Thus also M. de Brosses, if he could have returned to Rome in 1846, would have found there, by the admission of the Count de Rayneval himself, the worst government in Europe.
And thus the most absolute of governments, as M. de Tournon calls it, still existed in Rome in 1846.
Up to the 16th of June, 1846, Catholicity owned the six millions of acres of which the Roman territory consists; the Pope was the administrator, the guardian, the steward; and the citizens of the State seem to have been the ploughmen.
Up to this era of deliverance, a systematic despotism had deprived the subjects of the Pope, not only of all participation in public affairs, but of the simplest and most legitimate liberties, of the most innocuous progress, and even—I shudder as I write it—of recourse to the laws. The whim of one man had arbitrarily reversed the decisions of the courts of law. And lastly, an incapable and disorderly caste had wasted the public finances without rendering an account to any one, occasionally even without rendering it to themselves. All these statements must be believed, because it is the Count de Rayneval who makes them.
Before proceeding, I maintain that this state of things, now admitted by the apologists of the Papacy, justifies all the discontent of the subjects of the Pope, all their complaints, all their recriminations, all their outbreaks previous to 1846.
But let me ask this question. Is it true that, since 1846, the Papal Government has ceased to be the worst in Europe?
If you can show me a worse, I will go and announce the discovery at Rome, and I rather fancy I shall considerably astonish the Romans.

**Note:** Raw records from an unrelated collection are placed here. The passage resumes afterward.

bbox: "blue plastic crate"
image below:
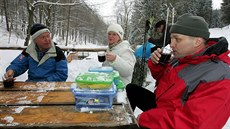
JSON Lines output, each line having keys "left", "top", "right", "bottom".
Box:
{"left": 71, "top": 83, "right": 117, "bottom": 111}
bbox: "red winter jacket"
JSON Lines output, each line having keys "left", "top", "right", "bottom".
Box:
{"left": 139, "top": 37, "right": 230, "bottom": 129}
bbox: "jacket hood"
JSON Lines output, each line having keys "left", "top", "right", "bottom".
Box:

Is the absolute authority of the Papacy limited in any way but by the individual virtues of the Pope? No.
Does the Constitution of 1848, or the Motu Proprio of 1849, set limits to this authority? No. The first has been torn up, the second never observed.
Has the Pope renounced his title of administrator, or irresponsible guardian of the patrimony of Catholicism? Never.
Is the management of public affairs exclusively in the hand of prelates? As much so as ever.
Are the higher posts in the State still by law interdicted to laymen? Not by law, but in fact they are.
Are the different powers still confounded in practice? More so than they ever were. The governors of cities act as judges, and the bishops as public administrators.
Has the Pope abandoned any portion of his infallibility as to worldly matters? None whatever.
Has he deprived himself of the right of overruling the decisions of the Courts of Appeal? No.
Has the Cardinal Secretary of State ceased to be a reigning Minister? He reigns as absolutely as ever; and the other ministers are more like footmen than clerks to him. They may be seen any morning waiting in his antechamber.